Hi guys, got a non expert question that may seems stupid, I guess I just didn’t understood how it works.
VCV Racks is handeling multi CPU… cool my fan will say thank you!
but when I load like 4 modules, the task manager says racks takes 7% (a little bit less than 0.6)
and when I set Rack to 4CPU, the task manager says rack takes 50% of the cpu, for the excat same modules… so what is the point?
I hope my question is not too stupid but I really don’t understand what is the benefit of this…
Not sure how this confusion is so common, but multithreading takes more CPU, not less. This means more electricity, more heat, and less resources for other programs.
Imagine you have 1000 hours of paperwork to do.
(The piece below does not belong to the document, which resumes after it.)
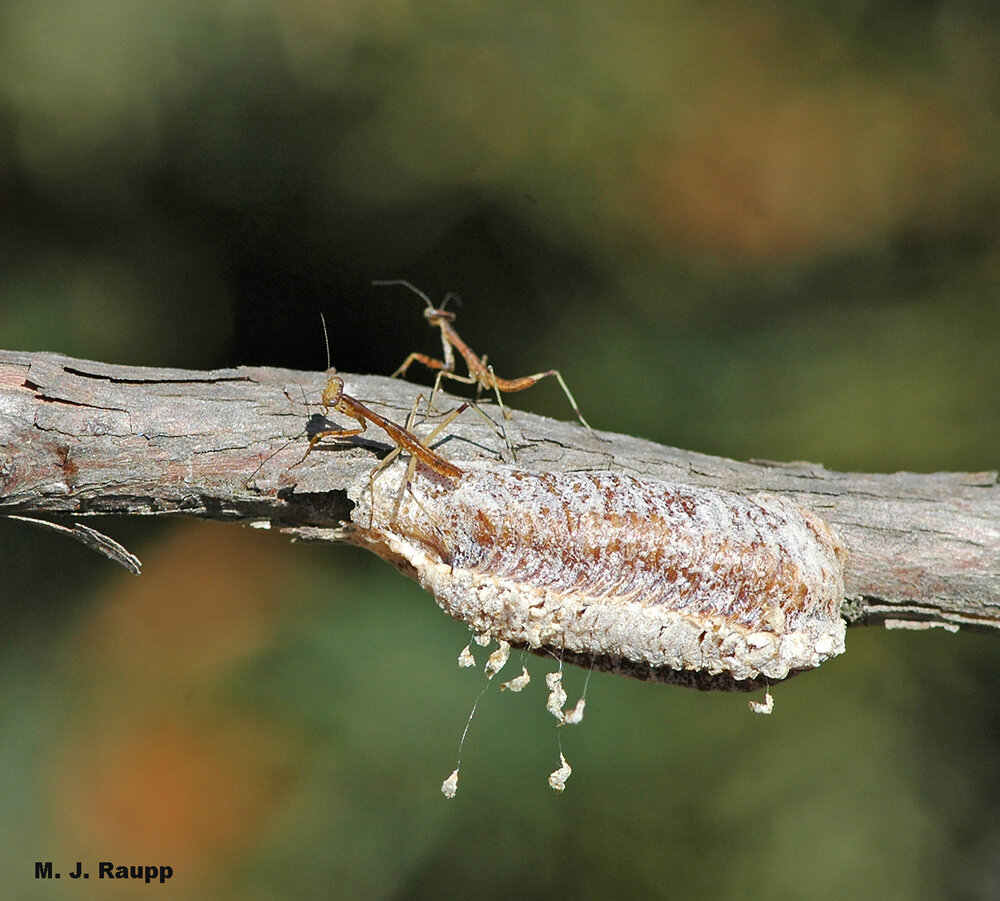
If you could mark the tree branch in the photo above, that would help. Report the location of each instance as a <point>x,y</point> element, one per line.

If you hire 3 other people, the total man-hours is not decreased but increased to maybe 1500 hours, as there is overhead of collaborating with others.
Yes, see https://github.com/VCVRack/Rack/blob/v1/src/engine/Engine.cpp#L104. All threads spin after they are finished until the last thread finishes. If modules like Core AUDIO call Engine::yieldWorkers(), this spinlock turns into a mutex until the last thread finishes.
All multithreading overhead is due to both serial code at the end of each timestep and thread orchestration such as spinning.
Depends on the chipset really Having more but weaker cores (or a chip with an elastic power profile) might be good enough for certain workloads but require less effort spent on cooling. I don’t think desktops fit this model though.
The best idea is to only use extra cores when you need to, there’s quite a lot of overhead. Strangely there’s less overhead when you’re actually using the extra cores. when you’re using cores you don’t need they spend a lot of time spinning the CPU.
I’m sure we’ll work out a better way to do this, but for now you can get some extra modules this way.
Sleep releases the core back to idle, _mm_pause is just hinting now is a good time to do something else (but the core stays allocated.)
For game loops you can calculate a time budget for one frame, do some logic and then sleep for the remainder. You can have 30fps or 60fps appear to use almost no CPU power this way. (I’m assuming Rack doesn’t do this because timing precision to sleep 44,800 times per second is… less accessible.)
I have extensively researched the problem of decreasing CPU usage while not sacrificing module count or the 1-sample latency rule. I am interested in well-tested solutions for improvements, but I doubt this is possible at this point, so most speculated solutions will increase CPU usage or sacrifice module count.